言葉を交わせる相手は一人だけ。だがこちらの言葉を信じないような男となにを楽しく話せるというのか。
私が斧をふり下ろしてから鬱屈した様子を見せる彼は、実際のところ私を解放するだけで私に関わる悩みや負担を消せるのだが――彼は自分がそうではないので、私のような人間の無関心を信じられない。家族の元へ戻った私が、彼のことを告げ口せずに日常生活に戻るなど想像もできないのだ。
孤独な生活に転がり込んできた話し相手に、無条件に浮かれた時期も過ぎただろう。半年が経過している。新鮮な喜びだった他人との生活は色褪せつつあり、負担も退屈も感じてこの軟禁生活が夢見たようなものではないと実感しているはずだ。
ならばそこを突いて穏便にさよならしたい。
物腰やわらかに頑固な加害者を相手に、投げやりになって手足の一本を引き換えにしてでも一撃を食らわせたいと考え出すのを私も控えたい。
身寄りがいないらしいイリスには実感が伴わないようだが、私にとってここでの生活が快適なものであっても、帰らなければならない理由が家族を持つ人間にはあるのだ。
私の家族が、いなくなった私を死んだものとして諦めるとでも思っているのか。
何年経とうと不自然に姿を消した家族の安否を考えずに人間は生活できない。平穏な日常だろうが、幸福のただ中だろうが、他人の不幸を目にした時だろうが、ふっと影を落とす。
両親と妹が心配している。
はっきり死んだとわかっているならまだいい。死因も遺体も目の前にあるなら。
だが行方不明のままでは、苦しんでいないか、哀しんでいないか、助けを求めているのではないのか、いまどうにかすれば苦境から救い出せるのではないのか、姿を消す前にしてやれることがあったのではないか、と結論の出ない悩みがこの先、何十年と続いてしまう。
私はさほど思いやりのある人間ではないし、家族を手放しで愛しているわけではないが、長年共に暮らしてきた一人一人の日常に終わりのない負担をかけたいとは思わない。
それに加えて私自身の行く末のことだ。
私の軟禁が彼の研究の秘匿と孤独を消すためのものならば、彼が研究を終えるとき、あるいは彼の寿命が尽きるときに解放されるのかもしれないが、平穏にそれまでを過ごしたとして、私は何歳になっているのだろう。
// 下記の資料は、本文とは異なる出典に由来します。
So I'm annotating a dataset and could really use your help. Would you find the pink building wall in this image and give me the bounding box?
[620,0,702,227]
生まれ育った街へ戻っても、両親が亡くなっていれば住む人のいない家は処分されているかもしれない。妹たちはそれぞれ家族を持ち、私の存在を意識しない夫や子供や義両親との生活をかためていくだろう。誰かが消えてからの長い年月は、誰かの居場所だった空白を別のもので埋めてしまう。
居場所のなくなった私は、生活のためにお金を稼ごうにも働ける年齢ではなくなっていて、結婚できる年齢でもなくて、妹たちは気持ちとは別に、私の存在を経済的にも新しい家族との人間関係の中でも持て余す。
家も金も家族も持たない年老いた私は、それからどんな生活をして何年生きるのだろう。
イリスの都合に付き合って自分の人生を失いたくない。誠意を尽くされようと、彼一人の存在を頼りに世界を生きてはいけないし、いつ誰と取り替えられるのかと、他人の気分に怯えて過ごす毎日は御免だ。
ただ、私に関係のないところで生きていってくれるなら、イリスのことは別に嫌いではない。
いつだったか夜の室内の闇に黄色い光が丸く三つ灯されていて、目を凝らすと燭台の蝋燭が燃え揺れる下、イリスがスケッチに集中していた。入り口に扉のない部屋で、その背後に足枷の鎖を鳴らさないようそっと身をよせ、作業する手元を確認した。ペン先が動くたび羊皮紙に繊細で詳細な人間の断面が写し取られていく。
彼の前には燭台を二つ載せた大きな机があり、太股を切り開かれて筋肉をさらした老年の男性の死体が横たえられていた。この手前に三つ目の燭台を載せた小机が別にあり、インク壺や羊皮紙などが分けて置かれている。イリスが肘をついているのはこちらだ。
これだけ近くとも匂いは、こんなものだろうか? と思う程度だった。引きこもるようになる以前、市場でよく見かけた肉屋の豚の解体の生臭さを比べて思い出す。かわりに薬品臭い。ホクロが時々、似た匂いをさせている。
私が監禁されてから数ヶ月の間に訪問者があったのは一度だけで、彼らはなにも知らないまま無事に立ち去った。ならばこの老人はそれより前に死体となってこの家の地下に保管されていたはずで、その長期間に腐敗していないのなら、なにかしらの防腐処理がされているはずだ。少ない頭髪へ目を向ければしっとり濡れて地肌に貼りついている。部屋の中央の解剖台に運ぶ前は、酢漬けの野菜のように薬液に浸されていたのだろうか。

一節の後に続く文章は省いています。